São quase 2 da manhã de 1 de agosto e eu estou em um quarto de hotel em Nova Iorque com Luke, o afilhado de Michael que de repente virou seu assistente de segurança. Ele vai dormir aqui por isso hoje eu resolvi não dormir sem camisa e meu short tradicional.Vesti meu pijama azul royal que só usei uma vez naquela festa de Ano Novo do papai que a família Jackson foi nos visitar e resolveram ficar o fim de semana. Estou com a versão de capa dura do Juízo Final, mas acho que não deveria ter feito esse livro atravessar o continente comigo. Estou completamente sem sono. Dessa vez por causa do fuso horário, mas várias coisas rodam minha cabeça.

" Por que eu não vi mamãe antes nem tive contato?"

" Quando vou ver mamãe e porque omitem esse fato de mim?" Eu sei, mas eles nunca saberão que eu sei, porque pretendo não revelar.

"Por que uma foto minha vale quase 1 milhão?"

"Luke é uma pessoa fechada ou extrovertida?"

"É normal se sentir estranho e levemente envergonhado na frente de outro garoto?" Na verdade eu odeio me sentir assim, então vou me forçar a mudar. 

Eu sinto que preciso de mudanças, porque aprendi com papai a me adaptar sempre que possível pra não me frustrar. 
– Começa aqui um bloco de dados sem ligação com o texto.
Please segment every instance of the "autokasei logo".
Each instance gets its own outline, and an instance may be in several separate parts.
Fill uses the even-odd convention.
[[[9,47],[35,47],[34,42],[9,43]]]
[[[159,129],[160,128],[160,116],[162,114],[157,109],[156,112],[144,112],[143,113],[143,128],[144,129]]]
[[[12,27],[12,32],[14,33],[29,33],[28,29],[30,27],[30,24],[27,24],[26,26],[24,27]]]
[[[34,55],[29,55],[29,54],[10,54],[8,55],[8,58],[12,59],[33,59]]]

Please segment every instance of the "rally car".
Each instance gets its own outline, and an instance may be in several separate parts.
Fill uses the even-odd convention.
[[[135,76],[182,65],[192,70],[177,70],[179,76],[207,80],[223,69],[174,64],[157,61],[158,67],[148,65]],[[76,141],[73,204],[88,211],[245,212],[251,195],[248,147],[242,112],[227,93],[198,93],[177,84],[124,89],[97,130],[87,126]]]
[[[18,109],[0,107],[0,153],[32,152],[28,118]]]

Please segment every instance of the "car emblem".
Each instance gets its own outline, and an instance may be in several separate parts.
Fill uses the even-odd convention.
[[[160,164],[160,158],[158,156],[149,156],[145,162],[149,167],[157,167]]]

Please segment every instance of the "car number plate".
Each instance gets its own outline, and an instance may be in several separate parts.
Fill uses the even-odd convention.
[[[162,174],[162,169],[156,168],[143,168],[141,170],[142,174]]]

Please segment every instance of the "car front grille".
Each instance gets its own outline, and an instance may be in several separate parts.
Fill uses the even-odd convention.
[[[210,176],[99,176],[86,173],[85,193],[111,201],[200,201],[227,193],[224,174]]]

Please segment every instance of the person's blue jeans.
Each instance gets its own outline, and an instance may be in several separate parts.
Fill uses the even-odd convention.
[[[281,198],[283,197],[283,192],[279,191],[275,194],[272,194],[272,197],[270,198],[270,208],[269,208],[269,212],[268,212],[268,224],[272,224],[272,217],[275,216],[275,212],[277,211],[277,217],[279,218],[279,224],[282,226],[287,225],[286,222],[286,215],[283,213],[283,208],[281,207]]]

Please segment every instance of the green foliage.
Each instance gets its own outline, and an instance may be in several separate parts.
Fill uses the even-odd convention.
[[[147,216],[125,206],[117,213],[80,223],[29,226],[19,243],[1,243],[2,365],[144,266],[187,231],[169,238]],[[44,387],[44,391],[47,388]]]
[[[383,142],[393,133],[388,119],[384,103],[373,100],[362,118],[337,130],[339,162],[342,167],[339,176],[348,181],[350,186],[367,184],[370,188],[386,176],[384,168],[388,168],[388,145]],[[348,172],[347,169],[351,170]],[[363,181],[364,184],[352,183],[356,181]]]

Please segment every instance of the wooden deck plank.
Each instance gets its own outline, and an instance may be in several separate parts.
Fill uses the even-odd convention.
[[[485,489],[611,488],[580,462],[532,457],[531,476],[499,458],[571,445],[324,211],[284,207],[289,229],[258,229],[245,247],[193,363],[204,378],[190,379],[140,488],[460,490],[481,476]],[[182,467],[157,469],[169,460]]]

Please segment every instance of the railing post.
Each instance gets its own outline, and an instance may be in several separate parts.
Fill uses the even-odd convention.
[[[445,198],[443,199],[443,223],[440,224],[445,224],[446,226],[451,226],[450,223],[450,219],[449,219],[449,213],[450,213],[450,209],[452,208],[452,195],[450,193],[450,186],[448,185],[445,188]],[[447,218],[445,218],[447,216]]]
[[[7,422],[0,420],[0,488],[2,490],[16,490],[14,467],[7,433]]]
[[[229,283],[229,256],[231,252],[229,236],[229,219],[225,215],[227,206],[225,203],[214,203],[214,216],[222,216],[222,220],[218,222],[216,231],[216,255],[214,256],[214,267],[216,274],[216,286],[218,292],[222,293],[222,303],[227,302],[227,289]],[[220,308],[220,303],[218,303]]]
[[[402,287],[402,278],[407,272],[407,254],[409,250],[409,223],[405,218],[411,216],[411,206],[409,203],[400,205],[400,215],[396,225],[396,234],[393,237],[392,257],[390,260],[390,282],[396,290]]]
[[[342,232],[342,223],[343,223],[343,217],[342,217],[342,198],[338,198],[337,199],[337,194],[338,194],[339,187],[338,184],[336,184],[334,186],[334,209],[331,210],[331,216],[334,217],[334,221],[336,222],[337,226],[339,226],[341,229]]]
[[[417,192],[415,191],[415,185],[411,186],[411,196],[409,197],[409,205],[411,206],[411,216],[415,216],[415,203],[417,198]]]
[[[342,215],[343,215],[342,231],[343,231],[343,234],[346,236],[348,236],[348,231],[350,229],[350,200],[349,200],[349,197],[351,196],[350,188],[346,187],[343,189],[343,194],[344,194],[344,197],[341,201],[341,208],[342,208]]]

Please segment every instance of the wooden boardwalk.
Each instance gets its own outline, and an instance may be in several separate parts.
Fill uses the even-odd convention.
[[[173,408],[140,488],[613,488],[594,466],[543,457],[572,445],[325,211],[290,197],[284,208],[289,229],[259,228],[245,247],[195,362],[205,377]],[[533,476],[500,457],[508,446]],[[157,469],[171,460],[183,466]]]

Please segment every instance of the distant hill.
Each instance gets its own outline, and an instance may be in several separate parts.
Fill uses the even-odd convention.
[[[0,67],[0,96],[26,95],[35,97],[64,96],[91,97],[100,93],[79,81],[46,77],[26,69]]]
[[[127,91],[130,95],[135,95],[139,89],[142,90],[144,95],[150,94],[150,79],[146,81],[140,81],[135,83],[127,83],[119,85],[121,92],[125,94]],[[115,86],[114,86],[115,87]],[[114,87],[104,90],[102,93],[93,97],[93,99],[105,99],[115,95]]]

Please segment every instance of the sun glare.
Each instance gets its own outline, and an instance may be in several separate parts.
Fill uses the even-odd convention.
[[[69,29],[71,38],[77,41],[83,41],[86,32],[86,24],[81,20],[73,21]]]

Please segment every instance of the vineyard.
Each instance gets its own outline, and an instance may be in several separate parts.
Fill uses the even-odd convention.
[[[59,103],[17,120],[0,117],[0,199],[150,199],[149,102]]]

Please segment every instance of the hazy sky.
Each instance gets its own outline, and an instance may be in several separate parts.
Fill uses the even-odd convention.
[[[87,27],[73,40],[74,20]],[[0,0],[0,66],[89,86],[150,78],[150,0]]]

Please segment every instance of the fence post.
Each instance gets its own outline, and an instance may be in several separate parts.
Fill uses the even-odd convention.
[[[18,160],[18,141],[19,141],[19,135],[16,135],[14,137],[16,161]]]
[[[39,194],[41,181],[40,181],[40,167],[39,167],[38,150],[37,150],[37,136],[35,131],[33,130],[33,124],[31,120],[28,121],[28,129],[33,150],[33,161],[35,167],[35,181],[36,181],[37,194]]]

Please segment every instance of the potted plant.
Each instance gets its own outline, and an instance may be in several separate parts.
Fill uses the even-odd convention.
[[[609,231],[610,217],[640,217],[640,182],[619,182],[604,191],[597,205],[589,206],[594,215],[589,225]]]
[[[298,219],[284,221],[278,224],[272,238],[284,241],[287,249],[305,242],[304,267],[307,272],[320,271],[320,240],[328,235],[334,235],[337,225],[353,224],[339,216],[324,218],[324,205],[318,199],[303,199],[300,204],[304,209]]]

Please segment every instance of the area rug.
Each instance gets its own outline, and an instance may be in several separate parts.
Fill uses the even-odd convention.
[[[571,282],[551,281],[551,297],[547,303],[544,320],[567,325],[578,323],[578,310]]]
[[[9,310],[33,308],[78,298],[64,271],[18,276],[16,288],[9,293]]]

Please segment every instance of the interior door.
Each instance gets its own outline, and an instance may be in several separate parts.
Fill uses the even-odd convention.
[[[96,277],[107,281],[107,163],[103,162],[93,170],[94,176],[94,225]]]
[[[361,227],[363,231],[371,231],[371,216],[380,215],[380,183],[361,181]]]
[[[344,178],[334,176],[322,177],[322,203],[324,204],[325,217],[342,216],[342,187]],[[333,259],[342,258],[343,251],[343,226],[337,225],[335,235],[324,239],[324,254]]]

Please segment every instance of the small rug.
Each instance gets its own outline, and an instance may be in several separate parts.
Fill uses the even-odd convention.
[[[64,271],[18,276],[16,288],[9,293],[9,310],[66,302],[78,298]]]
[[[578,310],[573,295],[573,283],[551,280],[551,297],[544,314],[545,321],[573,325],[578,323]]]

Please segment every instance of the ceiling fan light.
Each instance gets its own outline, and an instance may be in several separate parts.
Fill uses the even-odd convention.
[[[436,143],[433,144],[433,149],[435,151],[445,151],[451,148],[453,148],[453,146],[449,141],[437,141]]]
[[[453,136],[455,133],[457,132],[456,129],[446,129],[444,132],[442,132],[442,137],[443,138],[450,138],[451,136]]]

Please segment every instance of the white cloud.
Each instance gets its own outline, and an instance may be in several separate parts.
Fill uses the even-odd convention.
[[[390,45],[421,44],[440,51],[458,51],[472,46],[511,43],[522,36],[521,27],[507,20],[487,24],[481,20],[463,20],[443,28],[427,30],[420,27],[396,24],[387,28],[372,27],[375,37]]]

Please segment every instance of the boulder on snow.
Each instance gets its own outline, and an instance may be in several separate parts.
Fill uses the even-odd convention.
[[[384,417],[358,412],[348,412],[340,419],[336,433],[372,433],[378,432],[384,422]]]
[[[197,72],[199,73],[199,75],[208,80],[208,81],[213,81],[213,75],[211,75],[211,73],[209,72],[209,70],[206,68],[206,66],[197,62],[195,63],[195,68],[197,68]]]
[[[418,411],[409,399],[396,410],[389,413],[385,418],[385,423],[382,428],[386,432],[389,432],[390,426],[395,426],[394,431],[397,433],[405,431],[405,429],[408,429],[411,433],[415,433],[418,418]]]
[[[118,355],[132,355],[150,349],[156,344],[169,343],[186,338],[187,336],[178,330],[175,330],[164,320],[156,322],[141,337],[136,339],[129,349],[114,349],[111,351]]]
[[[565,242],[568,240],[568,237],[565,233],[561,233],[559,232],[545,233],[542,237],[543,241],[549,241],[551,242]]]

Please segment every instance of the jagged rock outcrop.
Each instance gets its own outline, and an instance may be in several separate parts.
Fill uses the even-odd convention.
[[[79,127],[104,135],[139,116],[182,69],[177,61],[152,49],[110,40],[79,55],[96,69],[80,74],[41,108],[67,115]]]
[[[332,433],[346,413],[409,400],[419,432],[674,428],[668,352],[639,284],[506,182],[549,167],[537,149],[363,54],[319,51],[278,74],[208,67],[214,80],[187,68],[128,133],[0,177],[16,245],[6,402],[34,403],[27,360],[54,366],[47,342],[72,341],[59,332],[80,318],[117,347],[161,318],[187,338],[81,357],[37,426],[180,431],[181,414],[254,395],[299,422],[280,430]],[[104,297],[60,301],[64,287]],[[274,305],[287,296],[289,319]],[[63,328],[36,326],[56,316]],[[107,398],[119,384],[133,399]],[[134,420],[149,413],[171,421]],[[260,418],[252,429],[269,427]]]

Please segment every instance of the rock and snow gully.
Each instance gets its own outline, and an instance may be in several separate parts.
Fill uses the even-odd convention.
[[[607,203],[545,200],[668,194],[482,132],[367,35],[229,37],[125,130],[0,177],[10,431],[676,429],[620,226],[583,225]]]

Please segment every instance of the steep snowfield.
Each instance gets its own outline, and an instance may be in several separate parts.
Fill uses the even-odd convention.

Sinto falta do papai todo o dia e Sara está nas minhas preces antes de dormir e ainda não consigo lidar com a dor, mas é muito mais fácil quando simplesmente tento não pensar nisso. O problema é que toda essa mudança foi causada pela morte dele e eu não consigo não relacionar às vezes.

Eu adoraria escrever mais, porém Luke saiu do banho e eu tenho vergonha de escrever em público.

PS. Ele estava só de toalha e se vestiu na minha frente, então eu estou me perguntando como ele não sente vergonha de ficar assim, mas não preciso me perguntar muito, ele tem o corpo atlético que eu nunca vou ter, com o abdômen definido e os braços musculosos.

PS2. Eu estou corado enquanto escrevo isso.